Kansas City Southern, said Upchurch, despite scaling back its capex program significantly, completed an important expansion project: rebuilding of the Victoria to Rosenberg, Tex., line that it acquired from Union Pacific. This line will provide KCS with much faster traffic flows on its north-south alignment that carries traffic across the Mexican border at Laredo, Tex., eliminating a trackage-rights haul across UP lines. “We’re beginning to see a rebound in our traffic,” said Upchurch. “We’re poised for incremental margin improvements and free cash flow improvements.” Chemicals, automotive (again, attributable to the Cash for Clunkers program), and appliances have seen relatively solid improvements. Chrysler has said that, following its merger with Italy’s Fiat, its plant in Toluca, Mexico will become an important manufacturing facility, producing Fiat vehicles for the export market.

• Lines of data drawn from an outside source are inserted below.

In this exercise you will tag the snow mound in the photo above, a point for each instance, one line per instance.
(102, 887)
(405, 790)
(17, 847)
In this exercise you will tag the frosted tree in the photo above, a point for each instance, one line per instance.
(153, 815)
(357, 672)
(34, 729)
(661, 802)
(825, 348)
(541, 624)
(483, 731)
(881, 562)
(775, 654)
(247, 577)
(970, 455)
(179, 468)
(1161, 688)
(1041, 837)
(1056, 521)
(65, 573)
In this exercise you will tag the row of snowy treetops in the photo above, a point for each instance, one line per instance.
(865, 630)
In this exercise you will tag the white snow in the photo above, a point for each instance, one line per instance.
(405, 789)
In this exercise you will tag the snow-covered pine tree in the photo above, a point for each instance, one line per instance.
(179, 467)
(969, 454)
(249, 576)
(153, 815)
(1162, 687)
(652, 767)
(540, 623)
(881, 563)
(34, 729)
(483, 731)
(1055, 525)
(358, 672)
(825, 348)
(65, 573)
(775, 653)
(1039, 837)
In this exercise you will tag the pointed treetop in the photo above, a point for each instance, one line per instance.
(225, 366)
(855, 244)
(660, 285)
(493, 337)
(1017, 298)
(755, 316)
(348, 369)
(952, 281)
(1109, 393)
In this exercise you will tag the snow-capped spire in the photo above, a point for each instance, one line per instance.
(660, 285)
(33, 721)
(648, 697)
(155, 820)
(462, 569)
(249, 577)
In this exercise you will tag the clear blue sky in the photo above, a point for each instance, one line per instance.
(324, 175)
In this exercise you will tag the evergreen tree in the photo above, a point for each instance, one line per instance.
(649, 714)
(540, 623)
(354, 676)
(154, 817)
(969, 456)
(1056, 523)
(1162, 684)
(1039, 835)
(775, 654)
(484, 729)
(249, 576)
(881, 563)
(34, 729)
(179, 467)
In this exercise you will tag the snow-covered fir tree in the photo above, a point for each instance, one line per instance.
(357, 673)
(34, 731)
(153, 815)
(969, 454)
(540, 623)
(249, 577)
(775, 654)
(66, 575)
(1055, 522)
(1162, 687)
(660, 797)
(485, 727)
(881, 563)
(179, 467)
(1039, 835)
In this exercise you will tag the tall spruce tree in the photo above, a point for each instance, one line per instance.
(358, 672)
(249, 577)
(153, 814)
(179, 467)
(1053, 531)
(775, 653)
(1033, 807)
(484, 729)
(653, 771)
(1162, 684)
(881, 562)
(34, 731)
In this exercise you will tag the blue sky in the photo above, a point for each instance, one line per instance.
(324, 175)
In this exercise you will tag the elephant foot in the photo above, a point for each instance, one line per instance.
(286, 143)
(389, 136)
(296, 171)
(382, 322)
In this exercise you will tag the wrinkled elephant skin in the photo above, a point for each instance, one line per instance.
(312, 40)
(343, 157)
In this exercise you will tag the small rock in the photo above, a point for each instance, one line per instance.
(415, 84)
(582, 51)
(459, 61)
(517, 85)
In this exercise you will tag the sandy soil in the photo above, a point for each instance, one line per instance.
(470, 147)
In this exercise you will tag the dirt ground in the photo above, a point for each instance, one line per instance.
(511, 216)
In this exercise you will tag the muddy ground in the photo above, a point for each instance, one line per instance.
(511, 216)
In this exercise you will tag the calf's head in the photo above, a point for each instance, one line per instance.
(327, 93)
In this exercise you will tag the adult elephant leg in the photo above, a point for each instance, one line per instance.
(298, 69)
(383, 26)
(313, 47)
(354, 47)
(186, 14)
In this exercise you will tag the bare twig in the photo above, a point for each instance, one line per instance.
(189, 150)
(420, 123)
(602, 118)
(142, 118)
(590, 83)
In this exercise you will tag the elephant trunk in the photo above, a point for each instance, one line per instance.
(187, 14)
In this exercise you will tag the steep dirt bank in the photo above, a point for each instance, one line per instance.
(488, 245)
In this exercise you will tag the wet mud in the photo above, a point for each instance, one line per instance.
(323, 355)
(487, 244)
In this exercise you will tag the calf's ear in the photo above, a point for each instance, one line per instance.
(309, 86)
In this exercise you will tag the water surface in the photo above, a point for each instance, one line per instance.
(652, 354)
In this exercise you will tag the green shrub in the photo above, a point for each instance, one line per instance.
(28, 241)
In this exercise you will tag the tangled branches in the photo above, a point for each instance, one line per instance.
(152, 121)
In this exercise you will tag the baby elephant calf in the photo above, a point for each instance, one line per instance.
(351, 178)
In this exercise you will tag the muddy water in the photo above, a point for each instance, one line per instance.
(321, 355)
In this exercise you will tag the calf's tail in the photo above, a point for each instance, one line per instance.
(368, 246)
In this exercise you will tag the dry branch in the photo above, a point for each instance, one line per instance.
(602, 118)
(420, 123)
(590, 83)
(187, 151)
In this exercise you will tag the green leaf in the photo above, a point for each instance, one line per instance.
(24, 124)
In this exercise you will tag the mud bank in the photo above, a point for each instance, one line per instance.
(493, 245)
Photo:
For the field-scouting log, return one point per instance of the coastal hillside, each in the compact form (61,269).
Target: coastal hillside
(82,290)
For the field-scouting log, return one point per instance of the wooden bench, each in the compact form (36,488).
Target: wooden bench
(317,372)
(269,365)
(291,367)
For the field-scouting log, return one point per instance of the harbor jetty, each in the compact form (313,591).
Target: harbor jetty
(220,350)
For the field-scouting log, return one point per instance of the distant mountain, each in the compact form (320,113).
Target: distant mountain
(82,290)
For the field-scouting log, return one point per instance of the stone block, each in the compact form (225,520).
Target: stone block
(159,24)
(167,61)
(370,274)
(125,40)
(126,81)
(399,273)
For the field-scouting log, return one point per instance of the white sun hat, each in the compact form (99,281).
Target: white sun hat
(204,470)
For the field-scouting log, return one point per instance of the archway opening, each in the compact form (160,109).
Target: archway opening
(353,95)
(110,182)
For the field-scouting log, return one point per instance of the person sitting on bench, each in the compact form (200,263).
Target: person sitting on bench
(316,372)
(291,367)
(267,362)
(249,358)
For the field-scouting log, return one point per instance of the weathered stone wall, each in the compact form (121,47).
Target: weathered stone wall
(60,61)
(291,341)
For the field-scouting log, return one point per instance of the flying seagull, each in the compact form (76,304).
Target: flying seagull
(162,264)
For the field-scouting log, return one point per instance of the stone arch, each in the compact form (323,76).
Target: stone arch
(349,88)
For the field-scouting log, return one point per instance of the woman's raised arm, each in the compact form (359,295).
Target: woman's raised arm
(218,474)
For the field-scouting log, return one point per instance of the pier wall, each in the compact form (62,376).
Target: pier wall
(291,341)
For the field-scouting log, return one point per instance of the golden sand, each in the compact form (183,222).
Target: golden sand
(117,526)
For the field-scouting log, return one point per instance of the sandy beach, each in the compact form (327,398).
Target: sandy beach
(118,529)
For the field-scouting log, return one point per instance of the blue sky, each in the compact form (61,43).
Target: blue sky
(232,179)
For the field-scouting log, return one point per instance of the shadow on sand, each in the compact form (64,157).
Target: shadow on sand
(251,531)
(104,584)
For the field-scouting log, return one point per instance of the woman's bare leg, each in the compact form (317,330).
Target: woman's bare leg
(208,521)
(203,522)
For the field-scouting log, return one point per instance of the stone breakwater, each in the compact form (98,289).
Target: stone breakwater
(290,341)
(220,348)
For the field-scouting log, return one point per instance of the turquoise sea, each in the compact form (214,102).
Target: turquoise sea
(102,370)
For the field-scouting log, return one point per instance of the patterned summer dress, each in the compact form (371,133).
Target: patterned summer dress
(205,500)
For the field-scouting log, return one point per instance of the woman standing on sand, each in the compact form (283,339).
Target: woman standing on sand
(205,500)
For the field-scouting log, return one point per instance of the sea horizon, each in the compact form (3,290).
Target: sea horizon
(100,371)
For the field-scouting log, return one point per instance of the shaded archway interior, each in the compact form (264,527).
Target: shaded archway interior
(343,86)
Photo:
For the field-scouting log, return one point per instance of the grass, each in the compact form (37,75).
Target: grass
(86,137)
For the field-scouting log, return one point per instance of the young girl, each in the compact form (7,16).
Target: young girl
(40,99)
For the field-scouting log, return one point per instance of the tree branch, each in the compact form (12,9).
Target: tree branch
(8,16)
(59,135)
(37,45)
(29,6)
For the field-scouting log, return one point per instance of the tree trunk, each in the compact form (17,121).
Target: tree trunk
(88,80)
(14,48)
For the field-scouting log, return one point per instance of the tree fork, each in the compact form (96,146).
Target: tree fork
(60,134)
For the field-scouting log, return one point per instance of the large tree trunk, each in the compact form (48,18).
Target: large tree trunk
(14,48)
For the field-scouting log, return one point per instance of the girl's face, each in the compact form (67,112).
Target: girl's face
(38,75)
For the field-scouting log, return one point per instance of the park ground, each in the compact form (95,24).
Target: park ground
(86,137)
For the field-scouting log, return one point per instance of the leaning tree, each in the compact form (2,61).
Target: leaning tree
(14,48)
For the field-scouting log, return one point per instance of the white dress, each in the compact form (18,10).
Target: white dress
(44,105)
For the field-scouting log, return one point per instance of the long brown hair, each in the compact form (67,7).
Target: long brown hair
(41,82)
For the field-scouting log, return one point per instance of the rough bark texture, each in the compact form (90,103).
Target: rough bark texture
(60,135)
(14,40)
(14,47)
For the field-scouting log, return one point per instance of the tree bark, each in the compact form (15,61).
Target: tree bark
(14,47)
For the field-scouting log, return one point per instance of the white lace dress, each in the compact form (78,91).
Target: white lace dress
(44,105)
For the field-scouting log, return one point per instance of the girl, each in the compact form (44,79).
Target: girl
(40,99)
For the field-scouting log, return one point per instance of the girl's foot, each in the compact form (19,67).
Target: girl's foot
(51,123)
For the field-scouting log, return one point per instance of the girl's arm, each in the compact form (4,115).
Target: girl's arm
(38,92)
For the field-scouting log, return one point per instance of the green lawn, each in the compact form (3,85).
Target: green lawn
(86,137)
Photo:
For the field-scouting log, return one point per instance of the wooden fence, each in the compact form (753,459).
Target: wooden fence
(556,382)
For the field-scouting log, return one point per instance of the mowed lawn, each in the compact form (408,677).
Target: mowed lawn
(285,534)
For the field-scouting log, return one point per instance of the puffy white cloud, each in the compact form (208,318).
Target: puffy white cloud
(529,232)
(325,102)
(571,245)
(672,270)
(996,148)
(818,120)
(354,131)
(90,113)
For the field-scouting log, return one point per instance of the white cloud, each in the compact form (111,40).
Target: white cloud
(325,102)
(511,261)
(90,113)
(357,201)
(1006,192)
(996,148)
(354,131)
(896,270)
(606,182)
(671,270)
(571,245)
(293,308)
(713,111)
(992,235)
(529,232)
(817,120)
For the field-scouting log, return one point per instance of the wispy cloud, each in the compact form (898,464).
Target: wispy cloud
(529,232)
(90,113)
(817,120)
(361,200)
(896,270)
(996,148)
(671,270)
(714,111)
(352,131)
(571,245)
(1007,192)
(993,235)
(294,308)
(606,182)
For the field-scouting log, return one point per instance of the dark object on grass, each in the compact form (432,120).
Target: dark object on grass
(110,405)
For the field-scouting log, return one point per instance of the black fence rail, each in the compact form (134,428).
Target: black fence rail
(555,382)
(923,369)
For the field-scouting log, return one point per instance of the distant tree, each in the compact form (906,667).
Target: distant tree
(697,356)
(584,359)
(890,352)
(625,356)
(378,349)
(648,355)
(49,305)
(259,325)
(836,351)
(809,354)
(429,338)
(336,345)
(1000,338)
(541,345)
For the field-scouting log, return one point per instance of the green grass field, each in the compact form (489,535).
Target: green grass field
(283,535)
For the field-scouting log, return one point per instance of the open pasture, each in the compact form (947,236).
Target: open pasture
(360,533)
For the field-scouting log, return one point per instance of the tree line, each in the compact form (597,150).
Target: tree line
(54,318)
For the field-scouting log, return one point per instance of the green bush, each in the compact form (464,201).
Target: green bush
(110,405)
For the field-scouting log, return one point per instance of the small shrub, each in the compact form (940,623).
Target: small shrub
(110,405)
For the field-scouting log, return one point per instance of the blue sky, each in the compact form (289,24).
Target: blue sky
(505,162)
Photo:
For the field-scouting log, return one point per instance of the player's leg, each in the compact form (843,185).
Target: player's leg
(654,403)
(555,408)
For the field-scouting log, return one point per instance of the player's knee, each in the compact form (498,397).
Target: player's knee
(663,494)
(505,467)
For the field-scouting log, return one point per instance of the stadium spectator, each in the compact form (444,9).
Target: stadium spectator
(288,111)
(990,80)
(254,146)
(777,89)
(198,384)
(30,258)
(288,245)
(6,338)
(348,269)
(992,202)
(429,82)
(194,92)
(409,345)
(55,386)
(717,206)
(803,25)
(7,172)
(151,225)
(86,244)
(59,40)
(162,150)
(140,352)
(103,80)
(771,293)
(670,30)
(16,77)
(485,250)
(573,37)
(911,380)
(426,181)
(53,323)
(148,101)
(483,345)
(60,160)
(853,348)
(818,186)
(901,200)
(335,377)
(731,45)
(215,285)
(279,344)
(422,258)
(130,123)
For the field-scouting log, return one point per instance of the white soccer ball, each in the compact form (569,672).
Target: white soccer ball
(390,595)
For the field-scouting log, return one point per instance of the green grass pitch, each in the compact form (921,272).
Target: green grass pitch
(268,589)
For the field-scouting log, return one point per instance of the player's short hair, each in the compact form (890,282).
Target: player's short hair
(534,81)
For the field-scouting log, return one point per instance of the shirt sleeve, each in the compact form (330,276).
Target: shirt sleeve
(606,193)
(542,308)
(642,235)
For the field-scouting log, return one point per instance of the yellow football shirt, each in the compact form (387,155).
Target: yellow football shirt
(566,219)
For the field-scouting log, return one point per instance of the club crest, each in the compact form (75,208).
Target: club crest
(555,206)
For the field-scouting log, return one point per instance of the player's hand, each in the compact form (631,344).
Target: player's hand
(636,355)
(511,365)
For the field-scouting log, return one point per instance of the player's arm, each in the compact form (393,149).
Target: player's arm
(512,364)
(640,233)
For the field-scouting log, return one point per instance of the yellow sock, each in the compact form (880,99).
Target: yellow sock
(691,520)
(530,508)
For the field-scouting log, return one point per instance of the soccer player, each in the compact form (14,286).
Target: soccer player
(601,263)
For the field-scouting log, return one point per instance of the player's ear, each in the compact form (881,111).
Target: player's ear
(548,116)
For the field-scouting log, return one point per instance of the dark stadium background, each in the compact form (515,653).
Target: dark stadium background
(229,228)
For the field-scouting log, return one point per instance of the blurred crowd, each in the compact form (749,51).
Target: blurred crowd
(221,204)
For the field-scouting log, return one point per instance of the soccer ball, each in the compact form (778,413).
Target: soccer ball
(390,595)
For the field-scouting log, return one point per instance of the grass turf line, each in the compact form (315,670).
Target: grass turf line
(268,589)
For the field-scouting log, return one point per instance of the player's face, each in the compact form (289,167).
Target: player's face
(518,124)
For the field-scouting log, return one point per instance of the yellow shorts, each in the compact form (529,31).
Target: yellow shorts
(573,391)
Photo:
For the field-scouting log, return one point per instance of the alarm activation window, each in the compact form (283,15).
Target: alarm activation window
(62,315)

Like the Class I’s, short line operator G&W has been “patient” with new acquisitions, and has focused on adjusting its capex program and other cost-control measures, John Hellmann reported. G&W carloads bottomed out in May at roughly 61,000 and have been climbing slowly but steadily since then. Among the holding company’s priorities for the remainder of the recession are improving safety and continuing training and development programs.
Rail legislation—reregulation—is being considered on Capitol Hill, but will not see action until next year. “It will be a 2010 issue,” said BNSF’s Hund. “There will be some type of re-reg bill, but we’re starting to see a movement toward a middle ground.” Hund pointed to intense discussions involving key Congressional committee staff and rail industry constituents (railroads, shippers, and labor). “We will see sensible regulation,” said Hund. “The devil will be in the details. Once everything is settled and we know where we stand, we’ll be able to take a more offensive position, and go after things like an investment tax credit.” Added NS’s Seale, “The railroads can do what government expects, with regard to the environment and fuel conservation.” CSX’s Passa stressed that the rail industry is building momentum, educating Capitol Hill on “the significant public benefits of rail.”
“We are going through one of the longest and deepest recessions since the 1930s,” said CN’s Mongeau, who will succeed Hunter Harrison as CEO in January 2010. “We have seen the floor and expect traffic to gradually recover.” CN’s record performance in all service metrics are only partly attributable to lower volumes and fewer trains on the network, he said, pointing to “a full pipeline of top-line initiatives,” among them the Prince Rupert intermodal terminal, new canola seed crush plants, potash mine expansions, new iron ore nugget plants, and truck retail share gains.
As all his colleagues reported, “We’ve achieved solid results in a challenging environment, in a high-fixed-cost business,” said Mongeau.